The appeal of Knifeworld arguably lies in their complex song structures and extended lineup, featuring instruments such as bassoon and glockenspiel alongside the traditional rock setup. Unfortunately, some of these instruments (and Kavus Torabi’s voice) were a touch out of tune throughout their time on stage. The Pineapple Thief made up for this with their brooding yet upbeat tunes, and Riverside continued to darken the mood (in a good way), by treating us to some songs from their upcoming Love, Fear and the Time Machine album alongside old favourites. French shoegazers Alcest were excellent as always, playing a decent mix of their recent material with elements from their Black Metal-influenced past. There was a large crowd (including modern Prog overlord Steven Wilson at the side of the stage) gathered to watch Ian Anderson‘s set, which was drawn entirely from his vast discography with the legendary Jethro Tull. His vocals may have shown the signs of age, but he had the energy of a sprightly young man, and certainly still knows how to entertain a crowd. It could be argued that Marillion could have been headlining the main stage were it not for the Prog tagline – they certainly drew the larger crowd on the night. The band put everything into their show and were clearly enjoying themselves up there. Frontman Steve Hogarth bantered with the fans in the breaks between songs and costume changes. There was no sign of 80’s mega-hit ‘Kayeigh‘, but they pulled off a particularly excellent rendition of ‘King‘. “We’ll see you next year!“ they proclaimed as they left the stage – if it will be anything at all like that performance, then let’s hope that’s true!

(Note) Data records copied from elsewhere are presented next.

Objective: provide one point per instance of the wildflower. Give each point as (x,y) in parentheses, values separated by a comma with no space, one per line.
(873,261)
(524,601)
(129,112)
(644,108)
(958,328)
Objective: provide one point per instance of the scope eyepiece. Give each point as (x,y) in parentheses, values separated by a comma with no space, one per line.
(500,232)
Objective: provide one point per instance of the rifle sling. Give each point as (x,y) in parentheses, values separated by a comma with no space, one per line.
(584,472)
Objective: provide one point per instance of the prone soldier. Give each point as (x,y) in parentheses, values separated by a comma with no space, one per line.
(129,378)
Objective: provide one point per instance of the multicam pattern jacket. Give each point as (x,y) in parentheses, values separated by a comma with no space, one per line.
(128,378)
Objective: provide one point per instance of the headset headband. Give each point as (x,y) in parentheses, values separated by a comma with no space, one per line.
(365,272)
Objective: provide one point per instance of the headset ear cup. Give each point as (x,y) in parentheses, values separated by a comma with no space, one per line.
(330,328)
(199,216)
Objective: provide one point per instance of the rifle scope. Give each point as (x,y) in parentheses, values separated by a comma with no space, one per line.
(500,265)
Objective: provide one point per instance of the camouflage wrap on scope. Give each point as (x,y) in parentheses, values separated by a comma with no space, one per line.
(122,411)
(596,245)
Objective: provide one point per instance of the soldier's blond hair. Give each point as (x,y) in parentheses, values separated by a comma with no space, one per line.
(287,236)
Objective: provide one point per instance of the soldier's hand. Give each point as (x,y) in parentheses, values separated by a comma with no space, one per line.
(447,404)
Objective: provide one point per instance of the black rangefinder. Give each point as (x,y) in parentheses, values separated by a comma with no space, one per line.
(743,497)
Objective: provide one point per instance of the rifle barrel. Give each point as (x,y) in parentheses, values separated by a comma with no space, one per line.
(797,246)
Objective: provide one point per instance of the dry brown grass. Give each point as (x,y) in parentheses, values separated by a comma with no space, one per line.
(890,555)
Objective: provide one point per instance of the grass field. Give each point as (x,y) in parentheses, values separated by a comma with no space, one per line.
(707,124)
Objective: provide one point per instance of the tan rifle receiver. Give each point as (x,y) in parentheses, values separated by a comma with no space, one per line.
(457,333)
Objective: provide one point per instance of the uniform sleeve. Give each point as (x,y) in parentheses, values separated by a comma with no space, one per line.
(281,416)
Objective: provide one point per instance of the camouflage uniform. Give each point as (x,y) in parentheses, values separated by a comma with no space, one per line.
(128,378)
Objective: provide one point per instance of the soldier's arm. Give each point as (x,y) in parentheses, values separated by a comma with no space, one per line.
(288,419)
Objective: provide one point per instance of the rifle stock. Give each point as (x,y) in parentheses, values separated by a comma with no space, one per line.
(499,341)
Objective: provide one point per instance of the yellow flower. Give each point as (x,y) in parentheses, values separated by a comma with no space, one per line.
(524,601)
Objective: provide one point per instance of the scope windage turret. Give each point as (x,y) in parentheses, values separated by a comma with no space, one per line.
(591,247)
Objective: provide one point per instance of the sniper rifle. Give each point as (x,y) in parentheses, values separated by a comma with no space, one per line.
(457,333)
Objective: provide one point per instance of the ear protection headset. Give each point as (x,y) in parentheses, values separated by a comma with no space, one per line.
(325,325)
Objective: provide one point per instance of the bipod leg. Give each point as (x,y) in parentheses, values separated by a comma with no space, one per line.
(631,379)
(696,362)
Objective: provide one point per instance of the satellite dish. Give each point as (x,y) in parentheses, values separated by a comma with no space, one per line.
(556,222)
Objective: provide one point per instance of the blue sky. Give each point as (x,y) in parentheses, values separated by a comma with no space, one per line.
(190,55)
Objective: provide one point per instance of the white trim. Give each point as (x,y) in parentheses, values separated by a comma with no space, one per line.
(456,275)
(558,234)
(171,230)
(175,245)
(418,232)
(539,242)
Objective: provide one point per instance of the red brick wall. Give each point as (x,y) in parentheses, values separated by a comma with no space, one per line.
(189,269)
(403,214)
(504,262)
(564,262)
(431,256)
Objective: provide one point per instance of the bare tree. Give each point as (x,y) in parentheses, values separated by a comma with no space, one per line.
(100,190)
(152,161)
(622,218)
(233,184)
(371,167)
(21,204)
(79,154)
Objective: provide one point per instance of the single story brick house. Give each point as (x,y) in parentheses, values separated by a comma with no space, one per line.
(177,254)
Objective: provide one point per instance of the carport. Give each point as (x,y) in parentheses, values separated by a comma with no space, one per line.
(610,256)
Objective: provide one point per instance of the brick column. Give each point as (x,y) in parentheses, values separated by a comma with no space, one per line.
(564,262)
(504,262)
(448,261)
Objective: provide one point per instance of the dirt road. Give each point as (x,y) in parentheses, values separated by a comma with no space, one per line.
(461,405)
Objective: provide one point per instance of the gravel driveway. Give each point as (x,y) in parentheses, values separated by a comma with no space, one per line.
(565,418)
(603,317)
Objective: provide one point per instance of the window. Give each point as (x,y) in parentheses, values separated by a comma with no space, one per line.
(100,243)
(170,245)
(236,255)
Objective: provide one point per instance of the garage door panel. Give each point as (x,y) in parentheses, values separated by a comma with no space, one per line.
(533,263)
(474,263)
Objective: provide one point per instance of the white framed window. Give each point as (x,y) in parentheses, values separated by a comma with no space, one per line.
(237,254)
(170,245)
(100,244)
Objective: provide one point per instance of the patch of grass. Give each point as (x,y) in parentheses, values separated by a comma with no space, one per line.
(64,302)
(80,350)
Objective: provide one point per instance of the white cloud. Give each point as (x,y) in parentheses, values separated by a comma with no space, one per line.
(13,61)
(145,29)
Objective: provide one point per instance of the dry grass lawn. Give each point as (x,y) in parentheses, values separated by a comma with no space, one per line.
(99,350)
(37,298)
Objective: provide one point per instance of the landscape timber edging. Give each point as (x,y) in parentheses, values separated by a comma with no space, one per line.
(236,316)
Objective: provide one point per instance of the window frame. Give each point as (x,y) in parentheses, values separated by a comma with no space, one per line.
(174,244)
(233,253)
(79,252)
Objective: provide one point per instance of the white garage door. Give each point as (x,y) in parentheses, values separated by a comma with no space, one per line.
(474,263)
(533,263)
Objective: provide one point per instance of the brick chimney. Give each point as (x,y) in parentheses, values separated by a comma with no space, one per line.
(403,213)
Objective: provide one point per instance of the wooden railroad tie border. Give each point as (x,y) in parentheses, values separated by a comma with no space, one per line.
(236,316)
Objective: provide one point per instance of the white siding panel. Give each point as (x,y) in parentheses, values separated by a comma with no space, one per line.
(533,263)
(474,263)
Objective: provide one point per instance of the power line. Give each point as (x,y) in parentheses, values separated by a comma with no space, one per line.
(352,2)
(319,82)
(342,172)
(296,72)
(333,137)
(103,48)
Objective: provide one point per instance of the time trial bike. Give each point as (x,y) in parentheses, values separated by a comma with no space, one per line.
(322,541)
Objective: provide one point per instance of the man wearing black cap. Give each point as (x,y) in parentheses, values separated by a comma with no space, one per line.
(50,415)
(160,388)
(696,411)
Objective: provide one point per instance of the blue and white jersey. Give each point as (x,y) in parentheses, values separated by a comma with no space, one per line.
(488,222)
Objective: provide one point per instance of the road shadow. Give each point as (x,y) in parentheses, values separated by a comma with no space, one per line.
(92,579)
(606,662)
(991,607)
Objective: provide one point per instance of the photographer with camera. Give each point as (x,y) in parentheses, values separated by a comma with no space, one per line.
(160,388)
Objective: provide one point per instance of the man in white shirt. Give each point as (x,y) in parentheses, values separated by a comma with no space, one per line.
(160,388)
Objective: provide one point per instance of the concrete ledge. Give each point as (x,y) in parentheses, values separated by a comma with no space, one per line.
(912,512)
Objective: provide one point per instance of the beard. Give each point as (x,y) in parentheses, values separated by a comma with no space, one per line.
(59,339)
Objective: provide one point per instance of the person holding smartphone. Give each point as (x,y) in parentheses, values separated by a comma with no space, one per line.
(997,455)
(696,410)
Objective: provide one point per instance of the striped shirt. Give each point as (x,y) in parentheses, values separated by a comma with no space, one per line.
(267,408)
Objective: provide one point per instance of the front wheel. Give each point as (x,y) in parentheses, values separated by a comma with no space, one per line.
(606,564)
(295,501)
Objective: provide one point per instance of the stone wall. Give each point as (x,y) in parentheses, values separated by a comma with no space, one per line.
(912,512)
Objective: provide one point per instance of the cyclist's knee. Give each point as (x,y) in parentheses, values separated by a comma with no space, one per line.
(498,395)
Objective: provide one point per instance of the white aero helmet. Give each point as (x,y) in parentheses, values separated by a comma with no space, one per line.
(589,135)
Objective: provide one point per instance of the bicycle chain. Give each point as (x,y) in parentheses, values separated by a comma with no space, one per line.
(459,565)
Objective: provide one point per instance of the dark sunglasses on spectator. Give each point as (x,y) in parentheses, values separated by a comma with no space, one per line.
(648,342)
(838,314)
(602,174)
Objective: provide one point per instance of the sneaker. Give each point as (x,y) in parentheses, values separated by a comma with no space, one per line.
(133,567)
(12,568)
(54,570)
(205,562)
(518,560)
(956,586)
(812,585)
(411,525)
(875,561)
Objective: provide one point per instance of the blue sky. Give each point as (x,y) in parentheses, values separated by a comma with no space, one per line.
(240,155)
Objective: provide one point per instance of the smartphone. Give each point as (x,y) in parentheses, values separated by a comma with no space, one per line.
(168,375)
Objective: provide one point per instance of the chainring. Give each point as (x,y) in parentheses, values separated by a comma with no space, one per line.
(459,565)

Ramblin’ Man is the only major UK rock festival (that I can think of) to have a stage dedicated solely to Blues artists. Metamorphosing from the ‘Outlaw Country’ stage, events were already in full swing by the time Aaron Keylock hit the stage. His incredible chops belie his youth; at just 17 he can hold his own against the greats of the genre. Former Bad Company guitarist Mick Ralphs lead his band through a short set of bluesey Hard Rock, managing to slip in a few numbers by his old band too. Headliner Bernie Marsden has had a long and interesting career in rock and has plenty to show for it. As well as original material, his distinctive touch was given to Albert King’s classic ‘Born Under A Bad Sign‘ and several of his best-known songs from his tenure with Whitesnake. A sublime take on Jimmy Rogers’ ‘Walking By Myself‘ was a fine way to end a fine weekend.